Glycolysis, also namely the “Warburg effect,” refers to the conversion of glucose into lactate even aerobic environments, which plays a key role in the growth and metastasis of cancer cells by producing large amounts of metabolic intermediates.Citation4 Pyruvate kinase M2 (PKM2) is a key enzyme in the glycolytic pathway, and its upregulation was found in various of cancers, including bladder cancer and hepatocellular carcinoma.Citation5,Citation6 By increasing the glucose consumption and lactate production,Citation7 PKM2 significantly promoting the development and progression of cancer. Guo et al have shown that increased expression of PKM2 contributes to therapeutic resistance of lung adenocarcinoma (LUAD) stem cells, indicating that PKM2 is a potential therapeutic target for LUAD.Citation8 Hypoxia-inducible factor-1α (HIF-1α) is an important transcriptional factor of glycolysis. HIF-1α can activate pkm2 gene transcription,Citation9 while PKM2 participates in a positive feedback loop that promotes HIF-1 transactivation, thereby enhancing the response of cells to hypoxia or oncogene activation.Citation10 Amounts of data indicate that HIF-1α and PKM2 promote tumor growth by facilitating the Warburg effect.Citation11,Citation12 However, there is still limited research on the relationship between PKM2/HIF-1α feedback loop and the progression of lung adenocarcinoma.
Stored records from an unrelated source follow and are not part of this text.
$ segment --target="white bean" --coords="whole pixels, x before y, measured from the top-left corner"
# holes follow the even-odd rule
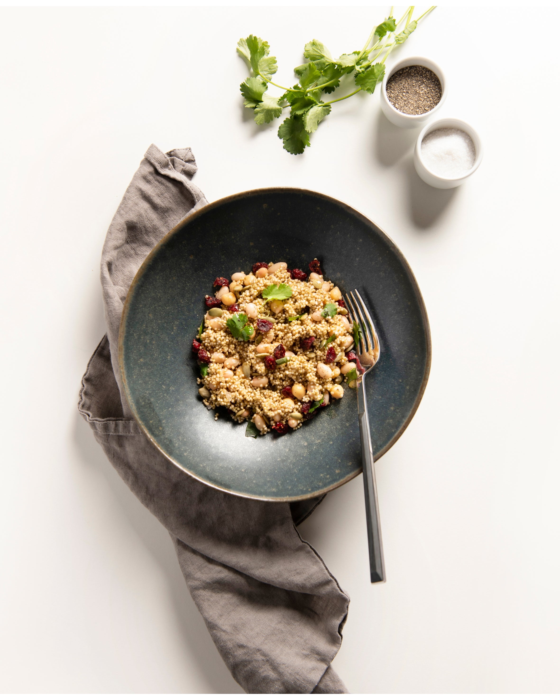
[[[245,313],[249,317],[249,318],[256,318],[258,316],[258,312],[257,311],[257,307],[253,303],[248,303],[245,304]]]
[[[265,429],[266,423],[265,423],[265,419],[262,416],[253,416],[253,422],[257,427],[257,430],[261,432]]]
[[[271,265],[267,270],[267,274],[274,274],[274,272],[277,272],[279,270],[288,270],[288,263],[274,262],[274,264]]]
[[[340,368],[340,372],[343,374],[347,374],[351,370],[355,370],[355,369],[356,369],[355,362],[347,362],[345,365],[343,365]]]
[[[317,363],[317,374],[321,379],[330,379],[332,376],[332,370],[328,366],[323,362]]]

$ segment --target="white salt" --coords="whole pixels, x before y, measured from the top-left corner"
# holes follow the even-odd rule
[[[436,129],[426,134],[421,145],[422,160],[434,175],[461,177],[475,164],[472,139],[460,129]]]

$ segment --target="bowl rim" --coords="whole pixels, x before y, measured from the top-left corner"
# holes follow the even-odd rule
[[[414,295],[419,302],[420,313],[422,317],[424,329],[426,336],[426,368],[424,369],[424,376],[422,377],[422,382],[420,386],[420,389],[418,392],[418,395],[416,396],[412,408],[410,412],[409,413],[409,415],[407,416],[407,419],[402,424],[398,431],[395,434],[395,435],[393,435],[393,438],[390,440],[390,442],[383,448],[383,449],[380,450],[377,454],[374,456],[375,461],[377,461],[384,454],[385,454],[386,452],[387,452],[389,449],[391,449],[393,445],[395,444],[397,440],[400,438],[400,436],[407,429],[409,424],[410,424],[410,421],[414,418],[414,414],[416,414],[416,412],[418,410],[418,407],[420,405],[420,402],[422,400],[422,397],[424,396],[424,391],[426,391],[426,384],[428,384],[428,379],[430,376],[430,370],[431,368],[431,363],[432,363],[432,342],[431,342],[431,333],[430,331],[430,323],[428,319],[428,313],[426,310],[426,304],[424,304],[424,300],[422,297],[421,292],[420,291],[420,288],[418,285],[418,282],[416,281],[416,277],[414,276],[414,273],[412,272],[410,265],[408,264],[408,262],[407,261],[404,255],[402,254],[398,246],[396,245],[396,244],[394,242],[394,241],[393,241],[393,239],[389,236],[388,236],[387,234],[383,230],[383,229],[382,229],[379,226],[378,226],[377,224],[375,223],[375,222],[372,221],[369,217],[366,216],[360,211],[358,211],[357,209],[354,209],[354,206],[351,206],[350,204],[348,204],[340,200],[337,200],[334,197],[330,197],[329,195],[325,195],[320,192],[316,192],[313,190],[307,190],[304,188],[289,187],[289,186],[258,188],[254,190],[244,190],[243,192],[238,192],[233,195],[228,195],[226,197],[223,197],[219,200],[216,200],[215,202],[209,202],[204,206],[201,206],[200,209],[197,209],[196,211],[193,211],[192,214],[188,214],[186,216],[182,218],[181,221],[178,222],[178,223],[177,223],[175,226],[174,226],[174,227],[168,233],[165,234],[165,235],[161,239],[161,240],[159,241],[154,246],[154,247],[152,248],[152,250],[150,251],[150,253],[144,259],[142,264],[140,265],[138,272],[134,275],[134,279],[132,280],[132,282],[130,285],[128,292],[127,293],[127,297],[126,299],[125,300],[125,304],[122,307],[122,314],[120,317],[120,324],[119,326],[119,335],[118,335],[118,367],[119,367],[119,372],[120,373],[120,381],[122,382],[122,387],[125,391],[126,400],[128,402],[129,407],[130,408],[132,415],[134,416],[134,420],[138,424],[142,433],[146,435],[148,440],[172,464],[178,467],[181,471],[185,472],[186,474],[188,474],[189,476],[192,477],[193,479],[196,479],[197,481],[201,482],[202,483],[205,484],[206,486],[211,486],[213,489],[216,489],[218,491],[221,491],[227,493],[230,493],[232,496],[239,496],[242,498],[250,498],[253,500],[265,500],[271,503],[281,503],[281,502],[293,503],[298,500],[309,500],[310,498],[317,498],[318,496],[324,496],[326,493],[328,493],[330,491],[334,491],[335,489],[338,489],[344,484],[346,484],[348,482],[351,481],[352,479],[357,477],[358,474],[360,474],[362,472],[362,469],[358,468],[357,471],[356,471],[354,473],[349,474],[348,476],[342,479],[340,482],[337,482],[336,484],[333,484],[324,489],[319,489],[318,490],[314,491],[312,493],[304,493],[302,494],[301,496],[295,497],[288,498],[286,496],[279,496],[278,498],[272,498],[270,496],[255,496],[253,493],[245,493],[241,491],[235,491],[233,489],[227,489],[224,486],[218,486],[216,484],[213,483],[212,482],[210,482],[208,479],[204,479],[202,477],[199,476],[198,475],[193,473],[192,471],[184,467],[182,464],[179,464],[176,461],[176,460],[174,459],[173,457],[172,457],[169,454],[168,454],[165,451],[165,450],[158,444],[158,441],[150,434],[150,432],[148,431],[146,426],[144,424],[140,417],[136,414],[135,410],[133,408],[134,404],[132,402],[132,397],[130,395],[130,391],[128,386],[128,383],[127,382],[126,373],[125,372],[125,363],[124,363],[124,354],[125,354],[124,338],[126,332],[126,323],[128,316],[128,311],[130,307],[130,303],[132,301],[132,296],[134,295],[134,291],[139,281],[140,281],[144,272],[146,272],[146,269],[149,266],[152,259],[157,255],[159,249],[164,245],[165,245],[167,242],[173,236],[174,236],[175,234],[181,228],[183,227],[186,222],[190,221],[193,218],[200,216],[200,214],[202,214],[203,212],[209,211],[211,209],[216,209],[216,207],[226,202],[234,202],[237,200],[241,200],[253,195],[260,195],[264,193],[272,194],[278,192],[294,192],[296,194],[307,194],[307,195],[311,195],[314,197],[318,197],[321,199],[324,200],[326,201],[331,202],[338,205],[342,204],[345,209],[346,209],[352,214],[356,216],[358,218],[362,219],[367,224],[369,225],[373,224],[376,227],[376,228],[380,232],[380,233],[382,234],[382,237],[385,239],[386,242],[387,243],[388,246],[396,254],[397,257],[399,258],[401,263],[402,264],[405,271],[408,275],[409,280],[414,291]]]

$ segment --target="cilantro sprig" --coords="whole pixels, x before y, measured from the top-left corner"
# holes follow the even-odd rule
[[[254,331],[253,326],[247,326],[246,323],[246,315],[239,313],[234,314],[230,318],[228,318],[225,322],[225,325],[230,329],[232,335],[236,340],[245,340],[246,342]]]
[[[338,58],[333,58],[324,44],[313,39],[305,45],[303,52],[307,62],[294,69],[298,80],[292,88],[272,82],[278,65],[275,57],[269,55],[268,42],[253,34],[239,39],[237,52],[252,73],[240,85],[245,106],[253,111],[255,121],[259,125],[269,124],[289,108],[289,116],[286,116],[279,127],[278,137],[289,153],[302,153],[311,145],[310,134],[330,113],[331,105],[362,91],[373,94],[385,75],[385,62],[391,51],[406,41],[420,20],[434,7],[416,20],[412,19],[414,6],[407,9],[398,22],[392,15],[386,18],[372,29],[361,51],[343,53]],[[325,102],[322,99],[323,94],[335,92],[346,75],[354,75],[356,89],[342,97]],[[281,94],[269,94],[269,85],[279,88]]]
[[[262,290],[262,298],[267,301],[272,301],[273,299],[289,299],[292,295],[292,288],[289,284],[269,284],[267,287]]]

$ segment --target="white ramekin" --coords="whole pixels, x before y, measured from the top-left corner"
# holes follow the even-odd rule
[[[472,139],[472,143],[475,145],[475,164],[462,177],[445,178],[440,175],[436,175],[428,169],[422,160],[422,139],[426,134],[435,131],[436,129],[460,129],[468,134]],[[461,119],[438,119],[435,122],[430,122],[420,132],[414,146],[413,159],[416,172],[427,185],[437,187],[440,190],[449,190],[452,187],[462,185],[465,180],[470,177],[482,160],[482,142],[480,141],[480,137],[470,124],[467,124],[466,122],[463,122]]]
[[[440,83],[442,84],[442,99],[433,109],[430,109],[425,114],[405,114],[404,112],[400,112],[393,106],[387,97],[387,80],[394,73],[400,71],[401,68],[406,68],[407,66],[424,66],[424,68],[428,68],[433,71],[440,78]],[[392,122],[395,126],[402,127],[405,129],[415,129],[416,127],[424,126],[428,120],[433,115],[433,113],[439,109],[445,102],[445,98],[447,97],[447,85],[443,71],[437,63],[434,63],[429,58],[424,58],[423,56],[411,56],[410,58],[403,58],[402,61],[396,63],[389,72],[385,74],[385,77],[381,84],[380,92],[381,108],[387,119]]]

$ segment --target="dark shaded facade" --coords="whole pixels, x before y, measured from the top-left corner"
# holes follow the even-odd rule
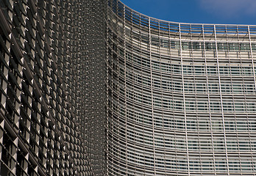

Many studies have found that tumor related gene mutations are closely related to the changes in metabolic activity, genes that was involved like isocitrate dehydrogenase (IDH), BRAF and EGFR.Citation13,Citation14 In the study of Babic et al, they found that the EGFR mutation enhanced glycolysis by promoting glycolytic gene expression in brain cancer.Citation15 And Nilsson et al found that in non-small cell lung cancer cells, the mutation status of EGFR is correlated with high HIF-1α level even under hypoxic conditions, implying that cells with EGFR mutation may have a significant regulatory effect on the expression of HIF-1α.Citation16 A recent study showed that the EGFR signaling activation caused nuclear translocation of PKM2, which in turn activates cyclin D1 and Myc.Citation17 While, the association between EGFR-mt and the protein expressions of PKM2/HIF-1α feedback loop in LUAD still need to be clarified.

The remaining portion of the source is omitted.